Every day, the story of COVID becomes more alarming. Americans will die … the only question is how many, how fast and who they will be. Will we be like China and South Korea … or will we be like Italy? We expect an explosive growth in the number of patients combined with worsening shortages of key equipment and consumable and I see two main determinants of our prospects:
- Can we coalesce and strip away the cacophony of division to put a laser focus on doing what needs to be done?
- Can we innovate workable solutions to get the supplies we desperately need?
I don’t have a good answer to the first question. The best I can suggest is to hammer home a scientifically accurate picture of the reality we face and slap down any idiots that peddle self-serving alternative nonsense. The truth is simple, scientific, and brutal. It doesn’t need Game of Thrones sub-plots or Machiavellian subterfuges to amp up the drama. We need to channel Joe Friday: “Just the facts, Ma’am” and that should be motivation enough.
The second question may require a gut check of a different kind … a whole lot of humility. Job One is to stay alive. Fist pumps, national pride and trophies come a remote second. To make that point, consider the following photos:
To meet desperate supply shortages (masks, gowns, gloves, tube assemblies, etc.), will demand this type of high volume manufacturing: highly flexible, semi-automated fabrication with lots of assembly labor. Setting it up quickly will take a LOT of engineers and running it will take a big workforce. There’s little space for physical distancing or time for careful wiping of items and surfaces. I know the attraction of “made-in-America”, but how many Americans will work in these settings when this looks like a perfect Petri dish for COVID?
Worse, these production settings will soon be too dangerous almost everywhere in the world: Eastern Europe, South Asia, the Middle East and the Americas. There are places that COVID hasn’t hit hard yet (e.g., Mexico), but their turn is coming soon. They might produce for a few weeks or a month, but at some point, they’ll have to go into lock down or dramatically restructure their production methods.
That leaves one place where factories like this can operate with some degree of stability and safety for an extended time … China, South Korea, Taiwan and Singapore … because COVID has (at least mostly) been brought under control. They aren’t home free, but they’ve proven they can get the curves to turn over and go down. That brings them at or close to the point where they can risk resuming mass production. They have the testing and medical capacity to watch their workforce like a hawk and respond in an instant if COVID pops up again.

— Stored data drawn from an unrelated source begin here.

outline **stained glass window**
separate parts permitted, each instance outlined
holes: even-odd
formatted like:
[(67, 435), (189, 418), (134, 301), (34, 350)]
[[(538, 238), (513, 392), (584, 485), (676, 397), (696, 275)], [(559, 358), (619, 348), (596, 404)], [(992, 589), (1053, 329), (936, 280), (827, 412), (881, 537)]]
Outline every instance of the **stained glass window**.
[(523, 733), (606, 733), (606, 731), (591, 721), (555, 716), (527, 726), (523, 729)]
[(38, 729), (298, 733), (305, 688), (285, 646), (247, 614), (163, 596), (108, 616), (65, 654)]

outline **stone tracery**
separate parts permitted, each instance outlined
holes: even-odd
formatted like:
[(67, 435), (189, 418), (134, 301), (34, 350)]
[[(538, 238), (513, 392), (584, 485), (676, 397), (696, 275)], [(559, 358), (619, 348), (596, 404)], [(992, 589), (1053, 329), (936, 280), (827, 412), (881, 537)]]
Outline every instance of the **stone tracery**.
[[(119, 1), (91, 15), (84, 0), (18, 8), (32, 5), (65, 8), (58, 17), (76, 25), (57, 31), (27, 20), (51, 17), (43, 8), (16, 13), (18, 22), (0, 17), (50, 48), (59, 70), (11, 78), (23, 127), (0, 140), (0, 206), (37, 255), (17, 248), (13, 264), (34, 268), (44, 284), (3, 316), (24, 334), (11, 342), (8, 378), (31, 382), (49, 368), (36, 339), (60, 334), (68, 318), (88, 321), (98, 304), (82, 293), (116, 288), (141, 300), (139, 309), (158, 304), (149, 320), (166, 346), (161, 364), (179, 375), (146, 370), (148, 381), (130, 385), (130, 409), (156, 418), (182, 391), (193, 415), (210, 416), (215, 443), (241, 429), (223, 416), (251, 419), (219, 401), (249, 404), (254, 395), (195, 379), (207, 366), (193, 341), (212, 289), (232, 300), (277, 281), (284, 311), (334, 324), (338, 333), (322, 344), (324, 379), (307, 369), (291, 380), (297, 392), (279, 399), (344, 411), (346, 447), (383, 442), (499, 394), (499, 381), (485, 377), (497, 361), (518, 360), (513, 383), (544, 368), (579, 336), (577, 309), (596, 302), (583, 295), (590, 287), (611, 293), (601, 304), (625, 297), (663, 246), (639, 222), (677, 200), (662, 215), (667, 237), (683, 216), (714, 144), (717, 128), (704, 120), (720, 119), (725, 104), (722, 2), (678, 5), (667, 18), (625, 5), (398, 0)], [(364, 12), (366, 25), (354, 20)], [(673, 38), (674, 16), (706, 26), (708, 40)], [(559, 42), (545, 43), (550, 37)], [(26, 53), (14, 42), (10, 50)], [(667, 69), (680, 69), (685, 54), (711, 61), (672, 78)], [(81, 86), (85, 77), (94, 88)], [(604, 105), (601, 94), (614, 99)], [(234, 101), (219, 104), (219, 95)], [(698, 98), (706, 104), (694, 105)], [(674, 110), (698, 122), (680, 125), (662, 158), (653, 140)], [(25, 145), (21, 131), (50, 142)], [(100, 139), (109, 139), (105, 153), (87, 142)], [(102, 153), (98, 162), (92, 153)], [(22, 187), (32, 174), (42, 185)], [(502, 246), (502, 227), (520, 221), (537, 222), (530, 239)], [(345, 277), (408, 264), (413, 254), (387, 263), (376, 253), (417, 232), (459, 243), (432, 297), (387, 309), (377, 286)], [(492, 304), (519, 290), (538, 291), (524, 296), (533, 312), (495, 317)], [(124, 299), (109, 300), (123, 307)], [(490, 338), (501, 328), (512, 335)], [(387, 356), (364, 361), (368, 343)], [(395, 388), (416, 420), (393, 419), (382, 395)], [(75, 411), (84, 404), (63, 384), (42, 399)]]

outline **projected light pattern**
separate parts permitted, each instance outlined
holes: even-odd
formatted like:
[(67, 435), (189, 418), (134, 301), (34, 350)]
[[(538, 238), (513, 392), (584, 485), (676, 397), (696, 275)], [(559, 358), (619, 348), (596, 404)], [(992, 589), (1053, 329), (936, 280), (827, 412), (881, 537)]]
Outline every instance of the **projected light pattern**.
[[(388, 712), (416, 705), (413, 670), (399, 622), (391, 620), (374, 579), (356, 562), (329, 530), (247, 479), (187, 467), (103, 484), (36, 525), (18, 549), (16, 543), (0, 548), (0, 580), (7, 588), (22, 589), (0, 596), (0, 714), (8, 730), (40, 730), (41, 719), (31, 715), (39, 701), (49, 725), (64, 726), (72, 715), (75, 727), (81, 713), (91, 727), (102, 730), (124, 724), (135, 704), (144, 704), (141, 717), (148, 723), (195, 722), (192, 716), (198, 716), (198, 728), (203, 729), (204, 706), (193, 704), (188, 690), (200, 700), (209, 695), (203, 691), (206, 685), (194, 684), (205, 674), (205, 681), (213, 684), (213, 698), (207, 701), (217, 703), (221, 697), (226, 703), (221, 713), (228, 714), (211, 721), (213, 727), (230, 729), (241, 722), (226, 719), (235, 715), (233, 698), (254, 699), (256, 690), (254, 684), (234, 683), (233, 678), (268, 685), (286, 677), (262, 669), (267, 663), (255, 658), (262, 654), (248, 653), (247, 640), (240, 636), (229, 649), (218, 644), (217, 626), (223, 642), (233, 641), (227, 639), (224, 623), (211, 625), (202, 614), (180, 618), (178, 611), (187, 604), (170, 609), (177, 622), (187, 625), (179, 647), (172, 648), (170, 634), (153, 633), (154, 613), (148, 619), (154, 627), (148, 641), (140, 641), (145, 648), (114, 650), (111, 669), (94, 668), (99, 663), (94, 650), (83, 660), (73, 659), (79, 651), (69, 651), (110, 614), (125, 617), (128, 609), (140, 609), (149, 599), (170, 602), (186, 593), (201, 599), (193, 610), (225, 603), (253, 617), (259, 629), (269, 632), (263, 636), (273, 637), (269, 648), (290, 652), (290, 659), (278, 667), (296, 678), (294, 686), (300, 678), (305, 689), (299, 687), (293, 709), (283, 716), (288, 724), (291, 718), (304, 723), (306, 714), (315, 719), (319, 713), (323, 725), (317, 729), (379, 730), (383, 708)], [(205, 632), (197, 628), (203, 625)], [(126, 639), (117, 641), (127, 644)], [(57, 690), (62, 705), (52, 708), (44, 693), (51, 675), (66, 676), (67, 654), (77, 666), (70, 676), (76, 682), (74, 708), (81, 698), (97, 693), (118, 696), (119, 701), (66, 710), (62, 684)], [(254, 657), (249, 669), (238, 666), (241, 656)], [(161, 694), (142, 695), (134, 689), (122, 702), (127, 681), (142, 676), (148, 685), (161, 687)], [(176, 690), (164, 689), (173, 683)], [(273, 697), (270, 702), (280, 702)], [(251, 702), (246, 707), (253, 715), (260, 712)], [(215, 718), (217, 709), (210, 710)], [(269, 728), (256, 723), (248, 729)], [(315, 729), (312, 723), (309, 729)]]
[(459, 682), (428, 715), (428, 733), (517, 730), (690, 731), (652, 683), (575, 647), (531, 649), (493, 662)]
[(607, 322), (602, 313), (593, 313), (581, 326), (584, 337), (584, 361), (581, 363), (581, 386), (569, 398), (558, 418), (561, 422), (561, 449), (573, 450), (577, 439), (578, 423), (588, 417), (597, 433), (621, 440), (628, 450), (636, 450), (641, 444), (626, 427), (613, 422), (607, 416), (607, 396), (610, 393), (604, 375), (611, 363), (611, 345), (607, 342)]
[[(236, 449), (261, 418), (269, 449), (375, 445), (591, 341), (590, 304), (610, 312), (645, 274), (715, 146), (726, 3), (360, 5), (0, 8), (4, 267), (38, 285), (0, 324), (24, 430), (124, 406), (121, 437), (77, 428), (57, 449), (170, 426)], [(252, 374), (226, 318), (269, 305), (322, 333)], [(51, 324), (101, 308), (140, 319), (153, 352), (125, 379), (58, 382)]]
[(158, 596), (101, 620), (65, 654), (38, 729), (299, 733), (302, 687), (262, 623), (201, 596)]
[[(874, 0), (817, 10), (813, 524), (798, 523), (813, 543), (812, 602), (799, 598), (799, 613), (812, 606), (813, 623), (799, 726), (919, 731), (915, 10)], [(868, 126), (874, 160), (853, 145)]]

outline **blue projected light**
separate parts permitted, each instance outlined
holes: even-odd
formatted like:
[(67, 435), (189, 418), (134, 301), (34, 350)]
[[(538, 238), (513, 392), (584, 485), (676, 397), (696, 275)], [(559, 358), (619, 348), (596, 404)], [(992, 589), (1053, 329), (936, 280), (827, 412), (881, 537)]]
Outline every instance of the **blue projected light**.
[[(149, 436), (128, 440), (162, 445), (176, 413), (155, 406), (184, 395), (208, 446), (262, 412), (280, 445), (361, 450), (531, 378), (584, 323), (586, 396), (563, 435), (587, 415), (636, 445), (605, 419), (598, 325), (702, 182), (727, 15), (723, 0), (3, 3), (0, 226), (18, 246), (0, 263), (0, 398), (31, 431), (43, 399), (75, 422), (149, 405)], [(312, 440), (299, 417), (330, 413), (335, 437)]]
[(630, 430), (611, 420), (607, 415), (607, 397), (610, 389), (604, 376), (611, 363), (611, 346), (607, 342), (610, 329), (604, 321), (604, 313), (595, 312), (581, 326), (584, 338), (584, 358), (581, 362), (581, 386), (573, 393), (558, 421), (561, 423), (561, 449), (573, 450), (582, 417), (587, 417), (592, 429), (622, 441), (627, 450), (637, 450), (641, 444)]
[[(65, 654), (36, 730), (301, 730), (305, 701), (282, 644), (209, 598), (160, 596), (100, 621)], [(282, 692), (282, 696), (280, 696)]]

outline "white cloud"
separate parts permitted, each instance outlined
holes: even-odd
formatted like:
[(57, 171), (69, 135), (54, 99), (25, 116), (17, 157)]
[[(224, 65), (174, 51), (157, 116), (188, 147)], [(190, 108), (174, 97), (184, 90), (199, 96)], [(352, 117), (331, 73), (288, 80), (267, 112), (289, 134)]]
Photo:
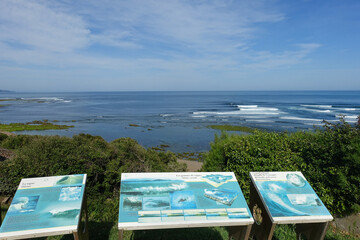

In WWII, the entire developed world was pummeled to rubble by artillery and bombers. The only place you could build stuff with any stability was North America … mostly the US … and America earned the nickname: “Arsenal of Democracy”. In the war’s aftermath, American manufacturing pumped out the goods that rebuilt every other developed nation on the planet.
IMO, for at least a little while, it will be China’s turn. The Chinese government knows it. Our supply chain professionals know it. Our factory managers know it.
With this logistical and geographic reality, we need to be politely snuggling up to our Asian neighbors. Like it or not, its a sellers’ market and if America doesn’t get its share of Asian production, everyone else in the world will.
… and pretending otherwise will get more Americans killed.
Let me put it another way. If I had the means, I would go to Wuhan right now for at least a 4 month vacation … or maybe Seoul or Singapore. They’re the places in the world that have proven they might know how to keep me safe from COVID.